眠る前に読む小話

寝る前に1分ほどで読める小話です(フィクションとノンフィクションまぜこぜです。最近テクノロジーをテーマにしたものに凝ってます)。読者になっていただけると欣喜雀躍喜びます あとスターも励みになります!

風に吹かれるドローン

ドローンを買った。子供が喜ぶと思ったからだ。

ゴールデンウィークに飛ばそうと思った。休みだから何か子供が喜ぶことをしたかった。

せっかくだから、ちゃんとしたドローンを買おうと思ったら3万円もした。高い。200g以下だから、無人航空機だ。

部屋で飛ばすと、事件になりそうなほどの音がした。これはだめだな、と思って、マンションの窓から外を見ると、隣に駐車場があった。

あそこから飛ばせばいい。ゴールデンウィークの3日目は晴れていたので、外で飛ばすと気持ちいいな、と思った。

子供の手を引いて、もう片方の手にはドローンを持って、駐車場に向かう。

スイッチを入れるとブオーンという声をあげてドローンが空を飛ぶ。ああ、いいじゃん。

まるで正月の凧揚げのような。21世紀の凧揚げはドローンになるのだ。

そんなことを考えていたら、風に流されたのかドローンが、マンションの方に向かう。

「いかん」と思い、コントローラーをいじると、ドローンは加速してマンションに突っ込んでいった。そして、一階の家の壁にぶつかって落ちた。一階の家は庭がある家で、その庭に落ちたのだろう。

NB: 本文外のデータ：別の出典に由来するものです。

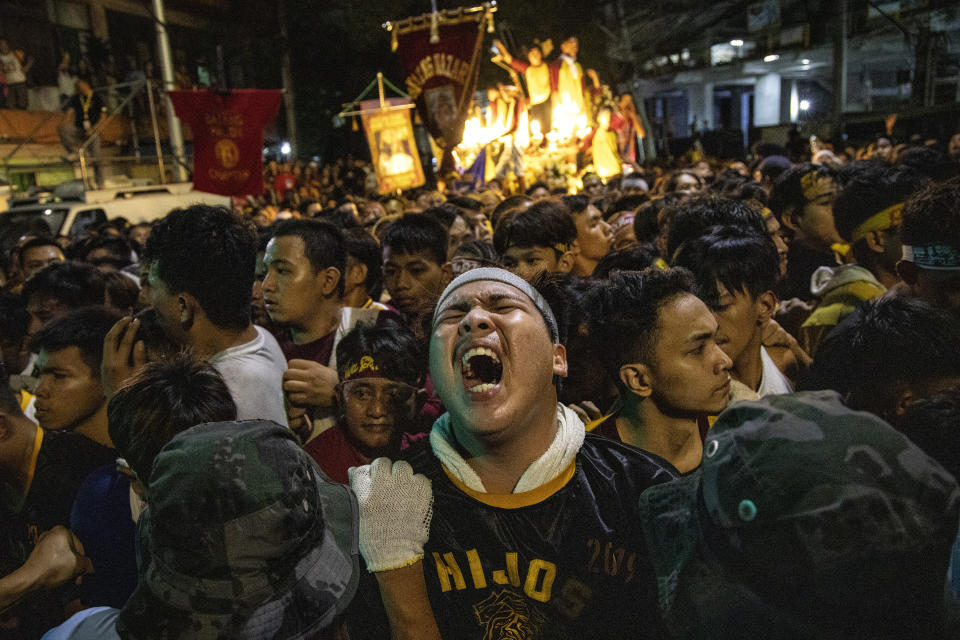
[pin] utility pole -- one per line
(166, 71)
(839, 69)
(287, 76)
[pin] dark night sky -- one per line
(337, 47)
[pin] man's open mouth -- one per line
(482, 369)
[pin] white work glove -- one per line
(395, 510)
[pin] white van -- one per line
(70, 210)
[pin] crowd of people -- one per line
(716, 400)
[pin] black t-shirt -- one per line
(85, 108)
(64, 461)
(565, 561)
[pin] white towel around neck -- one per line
(555, 459)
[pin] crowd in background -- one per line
(316, 305)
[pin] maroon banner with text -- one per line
(227, 136)
(441, 77)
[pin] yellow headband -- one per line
(365, 368)
(886, 219)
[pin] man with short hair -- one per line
(807, 520)
(81, 115)
(363, 274)
(524, 503)
(541, 239)
(930, 233)
(202, 262)
(40, 472)
(890, 352)
(244, 538)
(594, 235)
(37, 253)
(867, 212)
(381, 371)
(736, 272)
(13, 70)
(70, 395)
(59, 288)
(659, 344)
(302, 291)
(415, 266)
(802, 200)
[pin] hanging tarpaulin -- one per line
(392, 145)
(227, 132)
(440, 54)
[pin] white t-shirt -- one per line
(10, 65)
(772, 380)
(253, 372)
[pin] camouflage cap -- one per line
(805, 520)
(244, 537)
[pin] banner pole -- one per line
(166, 70)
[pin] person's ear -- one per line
(447, 269)
(904, 398)
(329, 278)
(876, 241)
(5, 427)
(356, 275)
(791, 218)
(419, 399)
(767, 305)
(636, 378)
(560, 360)
(188, 307)
(907, 271)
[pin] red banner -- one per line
(227, 137)
(441, 77)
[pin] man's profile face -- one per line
(689, 372)
(69, 392)
(413, 280)
(458, 233)
(34, 259)
(594, 235)
(292, 289)
(570, 46)
(816, 222)
(530, 262)
(167, 305)
(42, 309)
(954, 147)
(736, 313)
(492, 360)
(592, 187)
(540, 193)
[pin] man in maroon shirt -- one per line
(305, 261)
(381, 370)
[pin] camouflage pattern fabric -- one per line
(805, 520)
(244, 537)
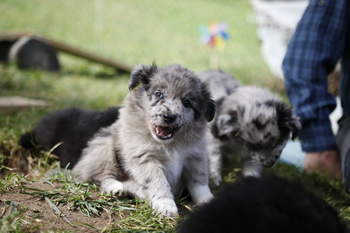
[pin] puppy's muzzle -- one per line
(169, 118)
(167, 130)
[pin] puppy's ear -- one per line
(287, 122)
(226, 124)
(142, 74)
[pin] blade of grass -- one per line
(58, 211)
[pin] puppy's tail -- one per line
(28, 140)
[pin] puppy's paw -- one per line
(113, 186)
(165, 206)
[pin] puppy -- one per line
(269, 204)
(250, 122)
(72, 127)
(156, 148)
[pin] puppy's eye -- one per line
(159, 95)
(187, 103)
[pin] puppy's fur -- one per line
(250, 122)
(72, 127)
(269, 204)
(157, 146)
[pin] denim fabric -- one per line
(318, 43)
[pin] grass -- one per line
(132, 32)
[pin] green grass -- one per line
(132, 32)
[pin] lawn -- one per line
(131, 32)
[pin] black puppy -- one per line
(73, 127)
(270, 204)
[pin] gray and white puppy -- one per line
(250, 122)
(157, 146)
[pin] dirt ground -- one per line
(40, 216)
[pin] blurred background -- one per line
(142, 31)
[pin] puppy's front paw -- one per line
(165, 206)
(251, 172)
(113, 186)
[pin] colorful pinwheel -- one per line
(214, 34)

スイッチを押したが動かない。ドローンが人様の庭に落ちた。

野球のボールを人の庭に放り込んでしまったことってあったかな。あれはドラえもんで見ただけだっけな、と現実逃避をする。

子供は「どっかいっちゃったドローン」という。

現実に戻り、仕方ないので、そのマンションの一階の家を訪れる。「ピンポーン」と押すが誰もでない。ゴールデンウィークだからどこかにいっているのだろう。

しょうがないので、外からそのマンションの庭に入ることにした。壁は1メートルだから飛び越えれるだろう。ドローンもそこに見えている。

誰も見ていないのを確認し、飛び込む。心臓がドキドキする。でも、さっとドローンを拾って、もう一度、壁を飛び越えた。ドローンは、庭から、ぽいと子供に投げた。子供はちゃんと受け取ってくれた。

スイッチをおすともう一度ドローンは動き出した。ひっくり返っていたから動けなかっただけなんだろう。

このカメラで撮れた映像には、僕が壁を飛び越えているシーンが映ってるかな。子供はそれをみて笑ってくれるだろうか。